The present patient had a dog as a pet. Although he did not remember whether or not his dog had an infection, we consider S. schleiferi to have been transmitted from his dog because the patient was immunocompromised, and there could have been many opportunities for micro-organisms existing on the dog's skin to be transmitted to the patient via a CV port when the patient conducted home parenteral nutrition. Immunocompromised patients are not the only patients at risk of zoonoses, but such zoonoses can become more severe in this population than in others (19). Furthermore, there are many other zoonoses and routes of transmission. Physicians should teach immunocompromised patients about zoonoses and how to prevent them, such as ensuring that they wash their hands after touching animals or avoid direct contact with animal feces (19).

Antibiotic treatment is the first choice of treatment for pyogenic spondylitis (3). The optimal duration of antibiotic treatment has not been established. The recommended duration, as reported by several studies, is four to eight weeks. Some cases also require surgery when patients have severe spinal cord compression or resistance to antibiotic treatment (3). In the present case, we considered surgery at the time of the diagnosis but continued with the conservative treatment based on the mild neurological deficit presented by the patient and the alleviation of symptoms after discontinuation of immunosuppressive therapy.

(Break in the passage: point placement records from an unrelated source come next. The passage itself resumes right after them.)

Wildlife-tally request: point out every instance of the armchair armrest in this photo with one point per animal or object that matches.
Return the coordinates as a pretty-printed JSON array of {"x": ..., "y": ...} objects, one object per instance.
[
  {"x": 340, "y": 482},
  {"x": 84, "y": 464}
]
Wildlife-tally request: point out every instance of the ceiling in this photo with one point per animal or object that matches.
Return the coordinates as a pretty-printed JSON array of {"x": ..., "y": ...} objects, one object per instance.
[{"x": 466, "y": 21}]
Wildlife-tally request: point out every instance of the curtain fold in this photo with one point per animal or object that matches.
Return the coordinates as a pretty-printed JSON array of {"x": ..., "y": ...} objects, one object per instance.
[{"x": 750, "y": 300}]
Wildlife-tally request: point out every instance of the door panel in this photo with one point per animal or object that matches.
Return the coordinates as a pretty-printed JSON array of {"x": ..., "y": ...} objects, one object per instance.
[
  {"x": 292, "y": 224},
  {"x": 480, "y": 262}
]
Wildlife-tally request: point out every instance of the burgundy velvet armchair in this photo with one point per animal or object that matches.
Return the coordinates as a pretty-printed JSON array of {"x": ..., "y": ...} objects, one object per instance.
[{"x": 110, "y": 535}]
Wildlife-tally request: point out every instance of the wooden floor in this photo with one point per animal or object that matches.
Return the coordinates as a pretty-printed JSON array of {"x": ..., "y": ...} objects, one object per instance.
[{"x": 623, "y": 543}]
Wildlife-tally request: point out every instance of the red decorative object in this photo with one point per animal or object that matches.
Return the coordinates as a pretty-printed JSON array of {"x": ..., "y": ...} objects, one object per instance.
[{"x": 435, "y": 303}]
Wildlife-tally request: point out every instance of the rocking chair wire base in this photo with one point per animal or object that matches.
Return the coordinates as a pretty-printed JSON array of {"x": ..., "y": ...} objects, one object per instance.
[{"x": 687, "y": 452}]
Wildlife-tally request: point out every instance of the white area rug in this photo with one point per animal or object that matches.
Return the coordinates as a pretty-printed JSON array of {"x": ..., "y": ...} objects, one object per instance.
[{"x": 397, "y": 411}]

In conclusion, this report describes CRBSI development in a Crohn's disease patient receiving immunosuppressive therapy that led to subsequent hematogenous pyogenic spondylitis caused by S. schleiferi. Our report indicates the importance of the early diagnosis of pyogenic spondylitis for ensuring a positive treatment outcome by performing blood cultures and MRI at an early stage in patients with risk factors for developing pyogenic spondylitis and presenting with associated symptoms, such as a high fever and neck/back pain.

The authors state that they have no Conflict of Interest (COI).